Stimulus spending actually harms the economy. This is pretty well known. Econ 101, as Kevitivity might say.
Let's take a look at the inputs to GDP.
GDP = C + I + G + X - M
Or, in plainer terms, GDP is equal to total Cuts in government services for the period, plus top percentile Income, plus Government paydown of debt, plus taX cuts, minus total Mouths on the government teat, i.e. welfare recipients.

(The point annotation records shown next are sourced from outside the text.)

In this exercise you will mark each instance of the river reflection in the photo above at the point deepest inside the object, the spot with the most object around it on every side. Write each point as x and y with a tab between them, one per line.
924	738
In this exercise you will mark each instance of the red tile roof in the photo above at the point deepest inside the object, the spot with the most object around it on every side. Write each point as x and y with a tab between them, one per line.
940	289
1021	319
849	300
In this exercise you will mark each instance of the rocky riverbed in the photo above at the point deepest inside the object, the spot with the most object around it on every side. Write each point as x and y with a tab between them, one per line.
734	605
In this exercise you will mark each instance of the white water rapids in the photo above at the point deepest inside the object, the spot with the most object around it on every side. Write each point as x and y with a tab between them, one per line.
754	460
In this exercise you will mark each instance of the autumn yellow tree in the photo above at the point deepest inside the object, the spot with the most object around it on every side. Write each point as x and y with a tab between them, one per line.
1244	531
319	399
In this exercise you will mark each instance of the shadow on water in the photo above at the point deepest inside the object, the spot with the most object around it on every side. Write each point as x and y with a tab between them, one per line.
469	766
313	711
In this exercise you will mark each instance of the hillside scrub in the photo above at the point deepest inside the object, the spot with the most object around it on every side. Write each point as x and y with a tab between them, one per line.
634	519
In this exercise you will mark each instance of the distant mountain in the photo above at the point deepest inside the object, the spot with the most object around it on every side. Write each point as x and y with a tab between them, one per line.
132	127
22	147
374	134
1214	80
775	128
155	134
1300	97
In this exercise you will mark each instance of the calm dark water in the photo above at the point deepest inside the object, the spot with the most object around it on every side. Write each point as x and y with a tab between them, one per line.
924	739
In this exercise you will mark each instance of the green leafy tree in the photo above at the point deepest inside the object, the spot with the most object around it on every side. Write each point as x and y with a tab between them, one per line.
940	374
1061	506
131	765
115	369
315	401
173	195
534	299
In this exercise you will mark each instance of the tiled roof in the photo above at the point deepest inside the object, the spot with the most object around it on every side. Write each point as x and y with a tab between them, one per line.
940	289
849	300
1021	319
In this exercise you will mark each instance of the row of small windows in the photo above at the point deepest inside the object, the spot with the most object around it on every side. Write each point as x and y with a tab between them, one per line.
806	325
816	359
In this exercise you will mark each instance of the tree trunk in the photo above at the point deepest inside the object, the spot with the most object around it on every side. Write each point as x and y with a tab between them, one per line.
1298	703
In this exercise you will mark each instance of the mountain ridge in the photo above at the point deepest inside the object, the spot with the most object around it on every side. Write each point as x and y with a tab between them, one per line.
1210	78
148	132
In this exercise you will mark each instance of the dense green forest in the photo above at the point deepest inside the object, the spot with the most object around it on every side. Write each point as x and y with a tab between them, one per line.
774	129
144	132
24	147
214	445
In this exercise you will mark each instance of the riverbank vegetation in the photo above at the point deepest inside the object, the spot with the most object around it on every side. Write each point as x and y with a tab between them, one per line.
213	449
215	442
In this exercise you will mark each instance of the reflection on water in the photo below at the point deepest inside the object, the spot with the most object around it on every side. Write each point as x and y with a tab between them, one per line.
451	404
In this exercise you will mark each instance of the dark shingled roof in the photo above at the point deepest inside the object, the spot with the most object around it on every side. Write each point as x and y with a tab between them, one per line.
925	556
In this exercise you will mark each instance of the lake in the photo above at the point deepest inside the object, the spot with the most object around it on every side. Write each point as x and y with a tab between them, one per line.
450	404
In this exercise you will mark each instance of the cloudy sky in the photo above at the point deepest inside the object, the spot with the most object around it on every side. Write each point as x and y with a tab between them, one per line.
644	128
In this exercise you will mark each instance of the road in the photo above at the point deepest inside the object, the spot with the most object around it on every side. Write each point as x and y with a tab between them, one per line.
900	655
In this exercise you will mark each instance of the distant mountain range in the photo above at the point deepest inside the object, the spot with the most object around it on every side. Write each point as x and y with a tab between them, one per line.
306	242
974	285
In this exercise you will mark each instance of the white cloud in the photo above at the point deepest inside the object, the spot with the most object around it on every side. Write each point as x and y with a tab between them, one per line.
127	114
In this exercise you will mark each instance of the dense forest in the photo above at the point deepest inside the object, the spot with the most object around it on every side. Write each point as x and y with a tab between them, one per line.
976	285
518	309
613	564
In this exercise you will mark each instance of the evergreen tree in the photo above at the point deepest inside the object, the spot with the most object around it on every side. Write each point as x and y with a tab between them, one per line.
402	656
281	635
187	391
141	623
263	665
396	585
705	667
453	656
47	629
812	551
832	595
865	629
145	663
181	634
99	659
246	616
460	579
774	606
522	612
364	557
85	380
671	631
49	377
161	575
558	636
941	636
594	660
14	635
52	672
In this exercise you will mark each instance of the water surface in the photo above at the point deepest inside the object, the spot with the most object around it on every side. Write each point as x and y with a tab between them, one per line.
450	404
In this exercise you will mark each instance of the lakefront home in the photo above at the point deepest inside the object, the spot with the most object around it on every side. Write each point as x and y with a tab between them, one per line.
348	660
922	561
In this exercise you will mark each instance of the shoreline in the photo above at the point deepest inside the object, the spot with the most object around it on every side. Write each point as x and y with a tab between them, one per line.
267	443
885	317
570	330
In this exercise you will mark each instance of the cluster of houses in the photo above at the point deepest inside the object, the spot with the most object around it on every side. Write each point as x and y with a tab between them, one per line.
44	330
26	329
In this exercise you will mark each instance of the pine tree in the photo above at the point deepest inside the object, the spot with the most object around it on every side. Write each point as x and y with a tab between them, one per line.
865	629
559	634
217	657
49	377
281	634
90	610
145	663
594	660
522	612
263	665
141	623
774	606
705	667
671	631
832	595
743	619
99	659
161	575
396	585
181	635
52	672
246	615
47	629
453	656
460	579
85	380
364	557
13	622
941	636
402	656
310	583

You can see that stimulus spending affects several of these inputs. It decreases C because it raises rather than cuts government services, that's a negative. It has little to no effect on top percentile income. It decreases G by causing a rise in government debt rather than a paydown, another negative. And it increases M, the number of people on welfare, a third negative since that's subtracted. It can potentially increase X if it's in the form of a tax cut.
You can see that the only acceptable form of stimulus is a tax cut on the highest earners combined with a cut on government spending, as that increases C, I, and X. Though it also decreases G, which is why a tax cut stimulus isn't always effective.
And thus we see that Obamacare's "stimulus" richly deserves the scare quotes: it actively harms GDP, and all it really stimulates is popular sentiment against deserving job creators, by promoting class warfare.
Plus most of the "stimulus" went to Solyndra.